Wie wichtig uns dieses Anliegen ist, spiegelt die Landesinitiative 'Endlich ein ZUHAUSE' wider, die von Kommunalen Spitzenverbänden, der Freien Wohlfahrtspflege sowie der Landschaftsverbände mitentwickelt wurde. Die Landesregierung stellt hierfür in diesem Jahr 7,1 Millionen Euro zur Verfügung. Die rot-grüne Vorgängerregierung hat diese Initiative jährlich mit lediglich einer Millionen Euro unterstützt. Wir haben für dieses sozialpolitische Anliegen nicht nur das Budget stark angehoben, sondern auch die Angebote erweitert.
Ein wesentlicher Baustein dieser ganzheitlich angelegten Initiative sind die sogenannten ,Kümmerer-Projekte‘ in den zwanzig statistisch am meisten von Wohnungslosigkeit betroffenen kreisfreien Städten und Kreisen in Nordrhein-Westfalen.

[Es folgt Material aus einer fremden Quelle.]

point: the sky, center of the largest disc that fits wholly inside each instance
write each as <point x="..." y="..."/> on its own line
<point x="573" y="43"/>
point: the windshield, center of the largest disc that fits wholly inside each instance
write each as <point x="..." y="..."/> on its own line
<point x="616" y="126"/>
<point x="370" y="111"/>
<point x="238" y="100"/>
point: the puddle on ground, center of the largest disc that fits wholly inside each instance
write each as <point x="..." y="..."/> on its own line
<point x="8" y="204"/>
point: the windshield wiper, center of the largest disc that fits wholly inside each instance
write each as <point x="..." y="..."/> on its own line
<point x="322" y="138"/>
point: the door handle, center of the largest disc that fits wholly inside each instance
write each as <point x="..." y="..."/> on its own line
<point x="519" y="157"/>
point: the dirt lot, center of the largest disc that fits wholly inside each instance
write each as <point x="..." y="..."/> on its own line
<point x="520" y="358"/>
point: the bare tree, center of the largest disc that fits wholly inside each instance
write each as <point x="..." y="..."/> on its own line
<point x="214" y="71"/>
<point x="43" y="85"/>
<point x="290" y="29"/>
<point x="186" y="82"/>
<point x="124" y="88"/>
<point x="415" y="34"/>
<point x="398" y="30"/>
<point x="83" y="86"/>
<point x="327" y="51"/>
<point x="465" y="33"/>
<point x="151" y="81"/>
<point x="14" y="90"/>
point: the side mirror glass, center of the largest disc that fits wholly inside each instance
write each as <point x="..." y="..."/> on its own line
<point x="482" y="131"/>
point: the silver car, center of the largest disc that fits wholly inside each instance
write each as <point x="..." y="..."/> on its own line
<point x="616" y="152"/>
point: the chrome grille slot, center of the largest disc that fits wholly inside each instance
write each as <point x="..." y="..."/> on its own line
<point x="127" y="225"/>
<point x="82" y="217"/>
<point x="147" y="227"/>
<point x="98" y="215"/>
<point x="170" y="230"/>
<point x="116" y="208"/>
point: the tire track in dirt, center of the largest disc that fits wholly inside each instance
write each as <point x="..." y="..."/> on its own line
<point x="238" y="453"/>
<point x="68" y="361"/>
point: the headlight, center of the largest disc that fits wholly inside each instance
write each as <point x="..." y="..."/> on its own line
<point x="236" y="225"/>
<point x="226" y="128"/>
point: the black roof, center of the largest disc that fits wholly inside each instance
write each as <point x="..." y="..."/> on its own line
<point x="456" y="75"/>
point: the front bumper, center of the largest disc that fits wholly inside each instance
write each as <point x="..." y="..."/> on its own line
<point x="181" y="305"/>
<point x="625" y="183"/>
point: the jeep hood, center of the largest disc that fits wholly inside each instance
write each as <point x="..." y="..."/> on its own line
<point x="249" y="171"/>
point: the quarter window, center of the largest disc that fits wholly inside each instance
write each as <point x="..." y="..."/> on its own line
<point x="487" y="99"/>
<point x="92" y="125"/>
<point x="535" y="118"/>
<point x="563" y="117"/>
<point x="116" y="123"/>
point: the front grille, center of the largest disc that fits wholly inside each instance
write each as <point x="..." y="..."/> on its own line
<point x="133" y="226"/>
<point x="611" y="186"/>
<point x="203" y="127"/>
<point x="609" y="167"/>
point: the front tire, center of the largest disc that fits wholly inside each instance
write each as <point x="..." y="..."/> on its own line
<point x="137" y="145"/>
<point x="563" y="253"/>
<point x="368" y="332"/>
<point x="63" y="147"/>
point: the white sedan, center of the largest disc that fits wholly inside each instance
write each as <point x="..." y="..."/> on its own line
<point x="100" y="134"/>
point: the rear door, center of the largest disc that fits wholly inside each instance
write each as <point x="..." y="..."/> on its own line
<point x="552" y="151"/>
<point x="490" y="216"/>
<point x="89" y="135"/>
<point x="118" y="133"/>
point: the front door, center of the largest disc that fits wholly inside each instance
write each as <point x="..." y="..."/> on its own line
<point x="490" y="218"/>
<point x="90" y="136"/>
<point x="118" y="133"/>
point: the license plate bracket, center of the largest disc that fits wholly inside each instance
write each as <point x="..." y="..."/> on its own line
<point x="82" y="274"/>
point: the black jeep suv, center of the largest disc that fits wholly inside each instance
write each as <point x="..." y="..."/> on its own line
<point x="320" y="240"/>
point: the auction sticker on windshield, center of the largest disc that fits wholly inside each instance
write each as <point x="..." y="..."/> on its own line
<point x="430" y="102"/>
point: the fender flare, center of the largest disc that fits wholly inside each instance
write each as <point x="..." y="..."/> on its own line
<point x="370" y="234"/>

Die NRW-Koalition will und wird Kommunen und freie Träger beim Kampf gegen Wohnungslosigkeit mit unterschiedlichen Programmen und Angeboten weiter unterstützen. Wir wollen die Landesinitiative ,Endlich ein ZUHAUSE!‘ verstetigen und die Ausweitung der ,Kümmerer-Projekte‘ auf weitere kreisfreie Städte und Kreise ermöglichen. Wir nehmen auch gerne Ideen anderer Fraktionen mit auf."